Zhang Ju, Yan Xiaojun, Sun Jianzhong, Chen Zhongcan, Gao Yan'e, Bai Yujie, Liu Zhiguang
Institute of Gene Diagnosis, Fourth Military Medical University, Xi'an 710004, China.
Chin Med J (Engl). 2003 Aug;116(8):1137-40.
To develop a simple, cheap, quick, accurate and practical method for a high throughout genotypes assay of human papillomavirus (HPV) DNA.

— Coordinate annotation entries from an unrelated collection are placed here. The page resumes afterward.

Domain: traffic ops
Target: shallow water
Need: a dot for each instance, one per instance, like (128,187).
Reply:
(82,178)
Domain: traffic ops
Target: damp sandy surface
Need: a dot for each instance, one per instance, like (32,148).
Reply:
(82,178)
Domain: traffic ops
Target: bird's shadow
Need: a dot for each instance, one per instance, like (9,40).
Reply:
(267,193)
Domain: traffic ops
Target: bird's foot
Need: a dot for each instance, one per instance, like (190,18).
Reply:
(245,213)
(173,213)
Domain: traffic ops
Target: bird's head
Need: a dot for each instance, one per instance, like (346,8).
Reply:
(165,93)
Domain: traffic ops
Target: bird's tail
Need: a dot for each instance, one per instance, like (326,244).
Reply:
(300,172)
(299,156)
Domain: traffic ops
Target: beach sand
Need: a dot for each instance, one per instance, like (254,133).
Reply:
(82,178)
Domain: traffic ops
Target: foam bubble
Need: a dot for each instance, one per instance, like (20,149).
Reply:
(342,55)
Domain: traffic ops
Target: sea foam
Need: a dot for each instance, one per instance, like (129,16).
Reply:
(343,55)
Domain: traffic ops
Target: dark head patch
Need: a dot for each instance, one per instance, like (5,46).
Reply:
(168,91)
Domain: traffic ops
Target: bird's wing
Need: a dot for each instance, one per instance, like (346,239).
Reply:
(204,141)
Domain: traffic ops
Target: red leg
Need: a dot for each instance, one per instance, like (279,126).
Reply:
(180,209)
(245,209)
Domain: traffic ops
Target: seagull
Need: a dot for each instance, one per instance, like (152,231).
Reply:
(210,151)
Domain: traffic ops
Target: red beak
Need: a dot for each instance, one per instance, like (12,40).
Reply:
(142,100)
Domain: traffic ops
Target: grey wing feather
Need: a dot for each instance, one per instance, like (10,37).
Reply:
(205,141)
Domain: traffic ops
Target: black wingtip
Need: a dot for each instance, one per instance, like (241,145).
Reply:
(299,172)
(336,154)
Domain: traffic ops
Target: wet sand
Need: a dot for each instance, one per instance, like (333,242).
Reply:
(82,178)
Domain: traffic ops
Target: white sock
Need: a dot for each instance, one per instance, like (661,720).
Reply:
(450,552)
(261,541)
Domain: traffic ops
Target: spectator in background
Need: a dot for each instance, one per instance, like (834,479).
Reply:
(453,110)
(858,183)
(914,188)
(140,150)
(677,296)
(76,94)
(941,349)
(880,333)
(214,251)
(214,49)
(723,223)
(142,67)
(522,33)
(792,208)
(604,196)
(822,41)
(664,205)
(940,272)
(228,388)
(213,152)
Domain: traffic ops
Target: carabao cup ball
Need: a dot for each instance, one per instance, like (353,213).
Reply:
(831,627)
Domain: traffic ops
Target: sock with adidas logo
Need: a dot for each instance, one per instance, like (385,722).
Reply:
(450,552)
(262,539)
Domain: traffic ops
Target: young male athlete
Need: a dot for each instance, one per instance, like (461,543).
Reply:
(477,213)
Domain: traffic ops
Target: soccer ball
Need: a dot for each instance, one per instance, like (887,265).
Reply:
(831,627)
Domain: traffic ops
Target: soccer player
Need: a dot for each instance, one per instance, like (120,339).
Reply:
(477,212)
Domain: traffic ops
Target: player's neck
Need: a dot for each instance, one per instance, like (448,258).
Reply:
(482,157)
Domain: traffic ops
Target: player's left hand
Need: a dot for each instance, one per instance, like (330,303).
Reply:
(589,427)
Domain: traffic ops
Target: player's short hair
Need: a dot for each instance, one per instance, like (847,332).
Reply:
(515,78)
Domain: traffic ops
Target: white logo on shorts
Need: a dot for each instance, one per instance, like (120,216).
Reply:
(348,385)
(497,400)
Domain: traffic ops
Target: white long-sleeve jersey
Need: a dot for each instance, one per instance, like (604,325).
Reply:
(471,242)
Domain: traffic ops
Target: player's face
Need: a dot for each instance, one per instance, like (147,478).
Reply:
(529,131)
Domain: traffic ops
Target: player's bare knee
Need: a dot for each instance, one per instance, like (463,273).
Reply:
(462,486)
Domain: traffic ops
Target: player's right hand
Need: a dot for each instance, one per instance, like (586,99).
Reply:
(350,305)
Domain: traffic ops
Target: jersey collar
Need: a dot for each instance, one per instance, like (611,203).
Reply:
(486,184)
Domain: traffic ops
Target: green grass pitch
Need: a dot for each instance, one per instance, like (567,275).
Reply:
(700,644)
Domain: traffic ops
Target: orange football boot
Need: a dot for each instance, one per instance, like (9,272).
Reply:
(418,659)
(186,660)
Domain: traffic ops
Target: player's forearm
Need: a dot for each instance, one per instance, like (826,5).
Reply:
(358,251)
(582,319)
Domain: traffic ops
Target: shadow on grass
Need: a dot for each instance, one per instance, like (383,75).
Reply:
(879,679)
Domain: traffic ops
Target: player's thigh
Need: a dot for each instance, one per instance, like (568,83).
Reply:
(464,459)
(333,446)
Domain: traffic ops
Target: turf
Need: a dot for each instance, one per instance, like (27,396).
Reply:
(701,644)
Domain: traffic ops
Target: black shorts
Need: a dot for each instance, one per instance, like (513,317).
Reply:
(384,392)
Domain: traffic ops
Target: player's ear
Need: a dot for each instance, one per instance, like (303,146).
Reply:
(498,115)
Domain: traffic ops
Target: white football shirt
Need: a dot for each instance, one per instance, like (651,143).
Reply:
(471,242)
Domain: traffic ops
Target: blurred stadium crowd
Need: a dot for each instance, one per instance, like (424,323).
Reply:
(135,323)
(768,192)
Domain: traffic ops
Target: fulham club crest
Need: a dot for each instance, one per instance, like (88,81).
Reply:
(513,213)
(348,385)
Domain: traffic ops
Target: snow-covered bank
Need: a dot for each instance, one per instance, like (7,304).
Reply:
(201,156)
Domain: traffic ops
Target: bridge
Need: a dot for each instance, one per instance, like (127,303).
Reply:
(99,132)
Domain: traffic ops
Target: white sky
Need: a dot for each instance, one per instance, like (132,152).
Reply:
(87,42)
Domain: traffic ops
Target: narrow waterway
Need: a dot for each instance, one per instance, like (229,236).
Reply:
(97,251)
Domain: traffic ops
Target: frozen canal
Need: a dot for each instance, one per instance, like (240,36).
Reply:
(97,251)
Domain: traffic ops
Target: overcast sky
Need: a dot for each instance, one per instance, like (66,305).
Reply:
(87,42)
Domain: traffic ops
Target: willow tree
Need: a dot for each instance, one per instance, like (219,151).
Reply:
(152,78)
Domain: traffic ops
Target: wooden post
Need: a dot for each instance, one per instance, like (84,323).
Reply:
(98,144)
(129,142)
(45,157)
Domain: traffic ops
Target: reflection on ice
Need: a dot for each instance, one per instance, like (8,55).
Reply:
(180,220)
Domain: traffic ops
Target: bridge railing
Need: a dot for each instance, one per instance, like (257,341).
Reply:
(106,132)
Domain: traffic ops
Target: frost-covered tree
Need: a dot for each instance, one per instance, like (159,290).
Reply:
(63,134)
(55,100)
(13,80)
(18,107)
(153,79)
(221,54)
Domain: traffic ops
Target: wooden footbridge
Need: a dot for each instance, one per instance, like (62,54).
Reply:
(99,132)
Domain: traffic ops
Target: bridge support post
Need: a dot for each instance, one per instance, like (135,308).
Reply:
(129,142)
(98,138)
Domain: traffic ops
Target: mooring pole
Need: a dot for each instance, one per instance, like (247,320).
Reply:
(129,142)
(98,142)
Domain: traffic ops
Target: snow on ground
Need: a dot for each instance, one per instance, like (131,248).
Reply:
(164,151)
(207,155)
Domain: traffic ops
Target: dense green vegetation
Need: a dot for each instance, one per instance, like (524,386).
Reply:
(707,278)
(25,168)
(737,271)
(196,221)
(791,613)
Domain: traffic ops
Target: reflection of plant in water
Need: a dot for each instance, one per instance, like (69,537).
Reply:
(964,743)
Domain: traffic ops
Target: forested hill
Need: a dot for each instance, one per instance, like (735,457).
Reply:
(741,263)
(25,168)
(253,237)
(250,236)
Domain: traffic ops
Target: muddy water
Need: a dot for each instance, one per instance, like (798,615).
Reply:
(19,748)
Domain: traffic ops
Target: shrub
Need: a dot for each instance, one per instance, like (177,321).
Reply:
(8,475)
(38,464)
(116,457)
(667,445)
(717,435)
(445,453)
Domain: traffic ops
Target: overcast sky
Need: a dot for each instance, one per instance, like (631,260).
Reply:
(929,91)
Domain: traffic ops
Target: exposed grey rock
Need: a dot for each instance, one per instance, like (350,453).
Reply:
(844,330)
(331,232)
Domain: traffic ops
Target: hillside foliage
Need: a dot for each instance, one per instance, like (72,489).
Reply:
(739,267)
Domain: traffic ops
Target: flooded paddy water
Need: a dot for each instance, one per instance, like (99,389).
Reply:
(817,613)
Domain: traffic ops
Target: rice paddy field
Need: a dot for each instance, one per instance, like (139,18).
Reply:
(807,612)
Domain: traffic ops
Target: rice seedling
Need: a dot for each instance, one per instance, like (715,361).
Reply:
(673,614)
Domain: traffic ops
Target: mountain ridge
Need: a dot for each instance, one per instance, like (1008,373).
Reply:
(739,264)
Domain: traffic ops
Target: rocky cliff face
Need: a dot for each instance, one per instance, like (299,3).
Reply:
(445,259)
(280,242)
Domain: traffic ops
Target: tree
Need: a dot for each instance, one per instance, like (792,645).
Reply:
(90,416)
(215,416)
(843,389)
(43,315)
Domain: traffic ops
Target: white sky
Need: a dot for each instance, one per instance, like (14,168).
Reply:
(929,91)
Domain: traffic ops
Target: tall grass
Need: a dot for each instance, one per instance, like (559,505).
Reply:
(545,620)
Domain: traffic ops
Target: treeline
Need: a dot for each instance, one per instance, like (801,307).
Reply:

Crude DNA was extracted by a simplified proteinase K digesting method. HPV common conservative primers: GP5+/6+ system was used to amplify HPV DNA in 127 samples of condylomata acuminatum (CA) and cervical scrapes by PCR, then the PCR product was assayed using a template directing terminator incorporation (TDI) and genotypes were detected with fluorescence polarization (FP). Major HPVs type-specific probes (HPV6, 11, 16, 18, 31, 33, 35 and 58) designed by us were hybridized with the specific PCR products and a special fluorescent ddNTP terminator was directly added to the end of the probe under direction of specific PCR products. The results were measured with FP and compared with the results of the DNA sequence.
Compared with the results of DNA sequencing, the results detected with fluorescence polarization were all correct. The proposed method could detect more than one type of HPV infection, but DNA sequencing method could not. The positive rate of HPV was 100% in 78 CA biopsies. Among them, there were 14 HPV double infections [HPV6B and 11 (9 cases), HPV11 and 16 (4), HPV11 and 18 (1)], 5 HPV triple infections [HPV6B, 11 and 16 (4), HPV11, 16 and 18 (1)], and one HPV quadruple infection (HPV6B, 11, 16 and 18). The positive rate of HPV was 77% in the 49 cervical scrapes. Six HPV double infections [HPV6B and 11 (2), HPV11 and 16 (1), HPV6B and 16 (1), HPV16 and 18 (1), HPV18 and 58 (1)], 3 HPV triple infections [HPV6B, 11 and 16 (2), HPV11, 16 and 18 (1)] and one HPV quadruple infection (HPV6B, 11, 16 and 18) were detected in cervical cancer scrapes.
The proposed method allowed a high throughout, special, simple, rapid, automatic and economical detection of HPV-DNA genotyping without a use of labeling probes. It can detect multiple HPV genotype infection and will be and useful tool in HPV genotype screening.
开发一种简单、廉价、快速、准确且实用的方法,用于高通量检测人乳头瘤病毒(HPV)DNA的基因型。
采用简化的蛋白酶K消化法提取粗DNA。HPV通用保守引物:GP5+/6+系统用于通过PCR扩增127例尖锐湿疣(CA)和宫颈刮片样本中的HPV DNA,然后使用模板导向终止子掺入(TDI)法检测PCR产物,并通过荧光偏振(FP)检测基因型。我们设计的主要HPV型特异性探针(HPV6、11、16、18、31、33、35和58)与特异性PCR产物杂交,并在特异性PCR产物的引导下将一种特殊的荧光双脱氧核苷酸三磷酸终止子直接添加到探针末端。用FP测量结果并与DNA序列结果进行比较。
与DNA测序结果相比,荧光偏振检测结果全部正确。所提出的方法能够检测出一种以上类型的HPV感染,但DNA测序方法则不能。78例CA活检样本中HPV阳性率为100%。其中,有14例HPV双重感染[HPV6B和11(9例),HPV11和16(4例),HPV11和18(1例)],5例HPV三重感染[HPV6B、11和16(4例),HPV11、16和18(1例)],以及1例HPV四重感染(HPV6B、11、16和18)。49例宫颈刮片样本中HPV阳性率为77%。在宫颈癌刮片中检测到6例HPV双重感染[HPV6B和11(2例),HPV11和16(1例),HPV6B和16(1例),HPV16和18(1例),HPV18和58(1例)],3例HPV三重感染[HPV6B、11和16(2例),HPV11、16和18(1例)]以及1例HPV四重感染(HPV6B、11、16和18)。
所提出的方法能够在不使用标记探针的情况下,实现高通量、特异、简单、快速、自动化且经济的HPV-DNA基因分型检测。它能够检测多种HPV基因型感染,将成为HPV基因型筛查的有用工具。